O personagem de Levine é delicadamente instável, uma confusão de sentimentos e expressões. Buffalo Bill, alter ego de Jame Gumb, tem sua história narrada no paralelo. Ele engana suas vítimas, como a jovem Catherine Martin, e, de forma caótica, as joga em seu porão para que suas peles fiquem flácidas. No entanto, o descontrole emocional do personagem o deixa fascinante, com a pompa e os gritos escandalosos de Levine, que denota a profundidade não explorada que seu assassino oferece. Gumb ansia por uma mudança que o faça sair do casulo como uma nova criatura, mais bela, mais livre. Ele não percebe Clarice no seu encalço até que seja tarde demais e, ironicamente, as suas lindas mariposas são a peça faltante do quebra-cabeça da agente.
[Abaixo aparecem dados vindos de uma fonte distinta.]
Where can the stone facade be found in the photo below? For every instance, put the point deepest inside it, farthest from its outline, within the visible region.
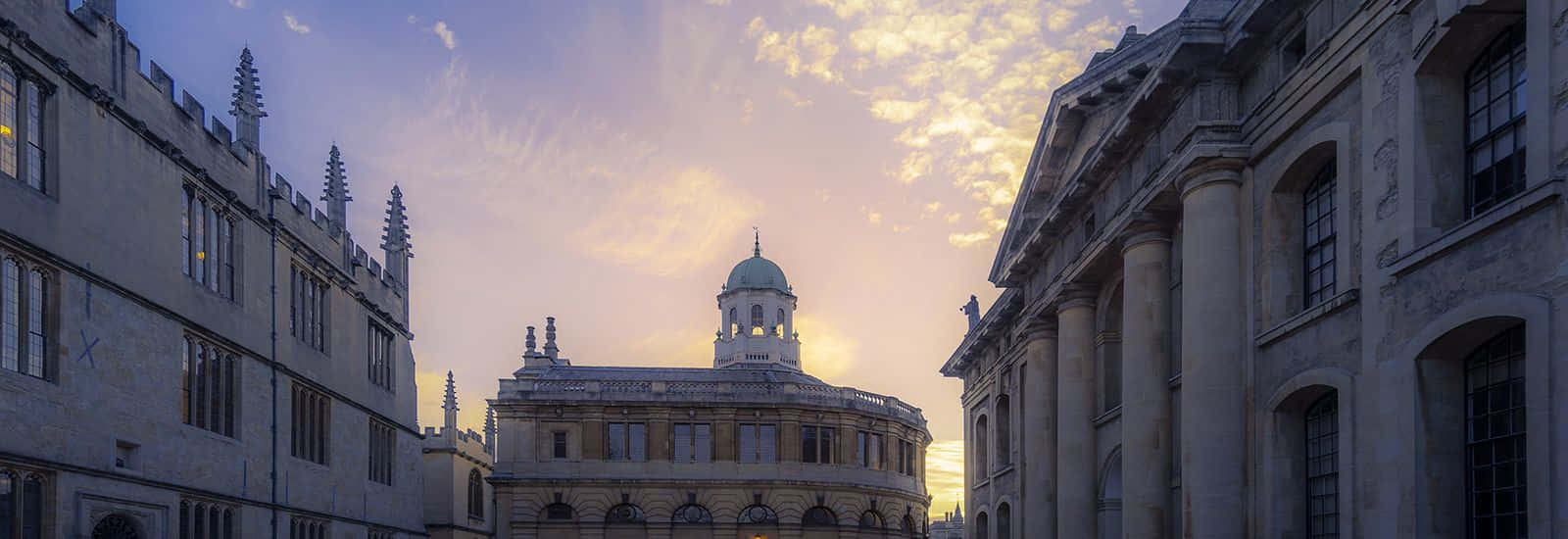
(195, 343)
(459, 502)
(1286, 270)
(739, 450)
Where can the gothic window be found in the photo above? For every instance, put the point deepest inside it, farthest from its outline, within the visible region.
(308, 311)
(694, 442)
(692, 513)
(383, 452)
(24, 317)
(1319, 235)
(815, 444)
(1494, 437)
(1004, 433)
(306, 528)
(758, 442)
(819, 515)
(1494, 132)
(311, 425)
(1322, 467)
(21, 505)
(115, 527)
(380, 351)
(758, 513)
(870, 519)
(626, 442)
(1004, 522)
(559, 512)
(982, 437)
(21, 128)
(209, 386)
(624, 513)
(475, 494)
(206, 520)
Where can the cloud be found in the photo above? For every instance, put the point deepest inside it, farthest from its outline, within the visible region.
(294, 24)
(671, 224)
(945, 475)
(447, 36)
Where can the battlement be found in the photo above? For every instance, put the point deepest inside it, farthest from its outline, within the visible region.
(88, 52)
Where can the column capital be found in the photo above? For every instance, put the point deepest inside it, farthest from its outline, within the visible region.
(1211, 172)
(1076, 295)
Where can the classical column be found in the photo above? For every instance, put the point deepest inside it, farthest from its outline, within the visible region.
(1037, 418)
(1076, 460)
(1212, 417)
(1145, 387)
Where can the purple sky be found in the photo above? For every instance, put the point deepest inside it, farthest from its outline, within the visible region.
(604, 164)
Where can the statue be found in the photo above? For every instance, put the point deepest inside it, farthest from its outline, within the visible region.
(972, 311)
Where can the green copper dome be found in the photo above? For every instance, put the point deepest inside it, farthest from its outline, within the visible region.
(757, 272)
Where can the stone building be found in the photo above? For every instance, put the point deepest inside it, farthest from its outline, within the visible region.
(188, 348)
(459, 504)
(1286, 270)
(752, 447)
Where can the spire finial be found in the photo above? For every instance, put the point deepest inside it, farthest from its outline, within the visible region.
(248, 102)
(451, 403)
(336, 193)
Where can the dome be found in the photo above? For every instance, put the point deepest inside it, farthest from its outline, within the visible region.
(757, 272)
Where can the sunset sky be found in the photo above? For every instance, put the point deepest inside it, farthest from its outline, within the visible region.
(604, 164)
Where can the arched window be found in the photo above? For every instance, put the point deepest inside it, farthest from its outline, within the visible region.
(758, 513)
(1322, 467)
(1004, 520)
(1494, 133)
(692, 513)
(1494, 436)
(115, 527)
(624, 513)
(819, 515)
(557, 512)
(1317, 235)
(982, 466)
(475, 494)
(1004, 433)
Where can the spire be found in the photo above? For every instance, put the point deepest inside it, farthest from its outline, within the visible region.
(549, 339)
(394, 238)
(248, 102)
(336, 193)
(490, 429)
(451, 403)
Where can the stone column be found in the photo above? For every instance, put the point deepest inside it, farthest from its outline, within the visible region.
(1145, 387)
(1212, 417)
(1076, 461)
(1037, 413)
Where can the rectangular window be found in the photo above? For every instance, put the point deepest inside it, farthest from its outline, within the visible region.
(383, 452)
(626, 442)
(308, 314)
(380, 350)
(209, 386)
(24, 316)
(311, 425)
(694, 442)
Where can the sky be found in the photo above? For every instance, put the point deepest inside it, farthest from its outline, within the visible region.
(606, 164)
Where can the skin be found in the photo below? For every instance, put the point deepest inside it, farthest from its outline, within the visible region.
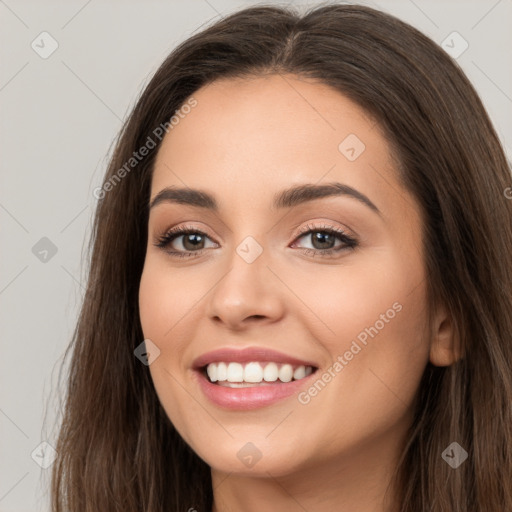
(246, 140)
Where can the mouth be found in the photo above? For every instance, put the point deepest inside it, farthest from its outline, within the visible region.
(254, 373)
(251, 378)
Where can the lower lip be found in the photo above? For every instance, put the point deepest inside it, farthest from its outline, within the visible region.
(250, 397)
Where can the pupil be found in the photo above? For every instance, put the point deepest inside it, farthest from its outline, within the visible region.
(321, 238)
(189, 238)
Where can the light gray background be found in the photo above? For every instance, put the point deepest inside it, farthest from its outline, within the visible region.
(59, 117)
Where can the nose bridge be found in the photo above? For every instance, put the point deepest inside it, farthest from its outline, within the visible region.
(248, 288)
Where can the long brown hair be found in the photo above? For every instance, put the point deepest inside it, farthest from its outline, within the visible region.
(117, 449)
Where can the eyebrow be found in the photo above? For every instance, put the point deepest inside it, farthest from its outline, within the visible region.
(285, 199)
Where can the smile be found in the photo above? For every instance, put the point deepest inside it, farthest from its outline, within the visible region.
(236, 375)
(250, 378)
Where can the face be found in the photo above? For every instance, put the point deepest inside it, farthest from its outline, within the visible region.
(325, 289)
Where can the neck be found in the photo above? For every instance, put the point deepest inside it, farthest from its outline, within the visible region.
(358, 481)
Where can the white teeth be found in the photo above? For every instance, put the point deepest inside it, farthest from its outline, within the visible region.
(255, 372)
(286, 373)
(235, 372)
(222, 371)
(271, 372)
(299, 373)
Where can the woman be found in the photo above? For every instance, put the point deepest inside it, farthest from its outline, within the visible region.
(300, 295)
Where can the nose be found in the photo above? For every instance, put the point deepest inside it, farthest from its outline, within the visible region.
(246, 293)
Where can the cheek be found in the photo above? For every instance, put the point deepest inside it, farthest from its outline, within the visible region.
(166, 298)
(373, 329)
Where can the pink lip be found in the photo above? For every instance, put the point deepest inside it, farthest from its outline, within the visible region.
(246, 355)
(250, 397)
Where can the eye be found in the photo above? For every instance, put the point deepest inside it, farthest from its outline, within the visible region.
(187, 241)
(323, 240)
(192, 241)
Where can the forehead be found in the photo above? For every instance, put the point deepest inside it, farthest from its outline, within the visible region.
(247, 136)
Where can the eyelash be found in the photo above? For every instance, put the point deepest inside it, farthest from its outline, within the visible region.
(173, 233)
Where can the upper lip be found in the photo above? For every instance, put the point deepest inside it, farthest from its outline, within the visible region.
(247, 355)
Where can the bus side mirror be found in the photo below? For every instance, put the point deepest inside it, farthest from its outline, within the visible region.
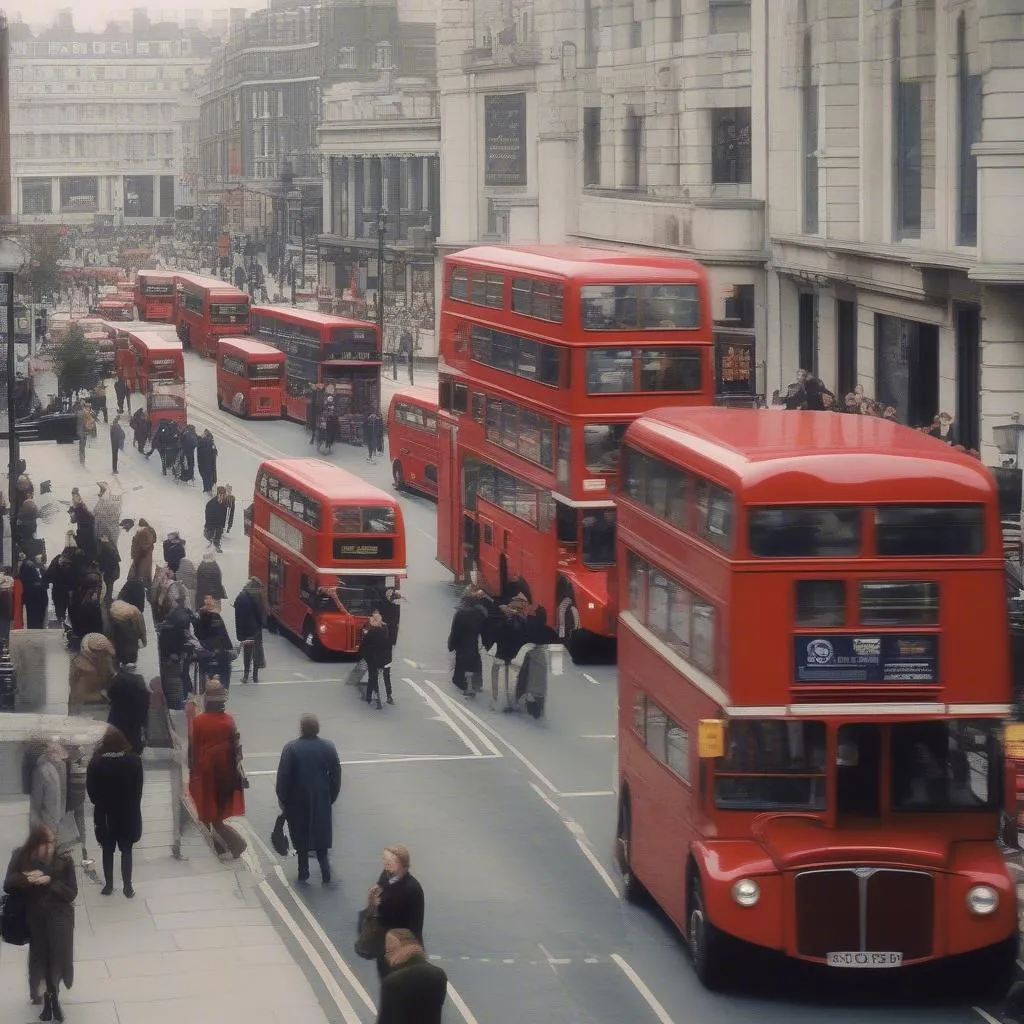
(711, 738)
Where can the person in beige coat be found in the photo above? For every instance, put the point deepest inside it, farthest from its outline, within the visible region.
(90, 674)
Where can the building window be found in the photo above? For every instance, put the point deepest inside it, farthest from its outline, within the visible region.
(731, 145)
(810, 126)
(969, 87)
(592, 145)
(634, 143)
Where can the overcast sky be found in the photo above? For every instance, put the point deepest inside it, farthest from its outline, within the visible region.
(93, 14)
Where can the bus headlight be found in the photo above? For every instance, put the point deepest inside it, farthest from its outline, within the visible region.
(982, 900)
(745, 892)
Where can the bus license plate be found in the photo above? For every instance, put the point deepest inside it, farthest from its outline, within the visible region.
(864, 960)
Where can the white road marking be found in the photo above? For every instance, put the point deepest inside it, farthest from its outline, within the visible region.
(443, 716)
(345, 1008)
(648, 996)
(464, 712)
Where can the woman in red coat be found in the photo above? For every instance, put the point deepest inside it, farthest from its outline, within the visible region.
(216, 778)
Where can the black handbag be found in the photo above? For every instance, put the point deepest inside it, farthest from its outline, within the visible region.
(370, 941)
(13, 919)
(278, 838)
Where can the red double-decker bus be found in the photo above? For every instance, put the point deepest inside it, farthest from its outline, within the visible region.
(250, 378)
(548, 355)
(325, 349)
(154, 295)
(206, 309)
(813, 677)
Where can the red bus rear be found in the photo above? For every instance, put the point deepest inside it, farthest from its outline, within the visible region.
(250, 378)
(325, 349)
(328, 544)
(813, 674)
(154, 296)
(548, 354)
(207, 309)
(412, 439)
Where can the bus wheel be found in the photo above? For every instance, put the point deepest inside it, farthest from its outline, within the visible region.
(632, 889)
(706, 942)
(310, 642)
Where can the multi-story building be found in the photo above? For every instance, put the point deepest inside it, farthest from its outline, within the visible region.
(614, 123)
(93, 120)
(381, 142)
(896, 179)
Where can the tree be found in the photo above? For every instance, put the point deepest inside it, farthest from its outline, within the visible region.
(75, 361)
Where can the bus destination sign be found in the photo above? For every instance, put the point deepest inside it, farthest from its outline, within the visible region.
(858, 658)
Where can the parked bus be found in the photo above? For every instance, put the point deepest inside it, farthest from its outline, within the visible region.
(154, 295)
(325, 349)
(158, 373)
(206, 309)
(813, 673)
(328, 544)
(412, 439)
(250, 378)
(548, 354)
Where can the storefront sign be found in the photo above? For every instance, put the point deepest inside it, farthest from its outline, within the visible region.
(859, 658)
(505, 139)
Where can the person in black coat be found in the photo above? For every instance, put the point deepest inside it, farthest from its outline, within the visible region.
(114, 781)
(129, 697)
(464, 642)
(375, 649)
(34, 599)
(415, 989)
(308, 783)
(397, 897)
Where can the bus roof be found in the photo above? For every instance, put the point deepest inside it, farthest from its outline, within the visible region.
(769, 456)
(243, 343)
(584, 264)
(329, 481)
(309, 316)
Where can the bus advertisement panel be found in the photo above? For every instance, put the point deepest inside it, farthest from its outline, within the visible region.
(412, 439)
(250, 378)
(547, 355)
(813, 677)
(328, 544)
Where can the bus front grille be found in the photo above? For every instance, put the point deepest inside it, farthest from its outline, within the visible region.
(872, 909)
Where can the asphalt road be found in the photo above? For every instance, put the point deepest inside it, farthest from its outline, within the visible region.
(510, 821)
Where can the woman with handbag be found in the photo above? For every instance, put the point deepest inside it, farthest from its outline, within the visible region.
(114, 781)
(43, 880)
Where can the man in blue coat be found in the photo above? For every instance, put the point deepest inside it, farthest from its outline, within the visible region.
(308, 783)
Mérito novamente de Craig McKay, não há cena mais interessante do que os momentos antes do encontro entre Clarice e Jame. Jack Crawford garante: nós já o pegamos. Uma equipe preparada circunda a casa suspeita, policiais com armas apontadas esperam o sinal. A campainha toca. McKay e Demme brincam conosco, e quem espera na porta do psicopata não é a SWAT. A surpresa só é seguida por um riso de indignação. Os momentos finais do filme não perdem o ritmo e, depois de uma angustiante cena de visão noturna, o arco de Bill se encerra da forma quase-majestosa que o personagem gostaria.
O lançamento de O Silêncio dos Inocentes aconteceu no fatídico Valentine’s Day de 1991. Fatídico, de fato, pois Jonathan Demme havia libertado um monstro nunca antes visto. Pouco mais de três meses depois, Hannibal Lecter desembarcou em terras brasileiras – literalmente, já que, no final do livro de Thomas Harris, o psicopata chega ao Rio de Janeiro. O Cinema balançou, o Oscar se empolgou e muitos espectadores ficaram sem dormir com medo de um canibal estar esgueirando embaixo de suas camas. O filme rendeu algumas continuações, que nem de perto se igualaram a preciosidade do clássico – Hannibal, de 2001; Dragão Vermelho, de 2002; Hannibal – A Origem do Mal, de 2007; a excelente série Hannibal, de 2013, com Mads Mikkelsen no papel do psicopata e, recentemente, Clarice, da CBS.
30 anos se passaram, mas poderiam ser 30 dias. O mundo não é o mesmo, mas a obra-prima de Jonathan Demme segue tinindo, com alguns arranhões muito bem fundamentados. Em 2021, Anthony Hopkins provou que seu talento não parou nas décadas passadas e foi agraciado com o Oscar de Melhor Ator por sua sensibilidade em Meu Pai, uma diferença quase cômica se comparado com o personagem de Lecter. Jodie Foster não fica para trás e também começou o ano levando um Globo de Ouro de Melhor Atriz Coadjuvante por sua performance em The Mauritanian. A dupla segue irretocável.
Ainda podemos ouvir os berros dos cordeiros de Clarice. Eles a assombraram por tempo o suficiente para que se transformassem em sua força-motriz. O Silêncio dos Inocentes pregou seus personagens na parede da história cinematográfica e, até hoje, não falha em surpreender quem o revisita ou quem o contata pela primeira vez. Jonathan Demme, que faleceu em 2017, ainda deve receber uma flor ou outra daqueles que não conseguem superar sua obra. E, claro, não há nada para superar. O filme precisa ser visto, revisto, discutido, problematizado e analisado em todas as áreas. Enquanto tudo isso é feito, que tal um prato de favas com um bom Chianti para acompanhar?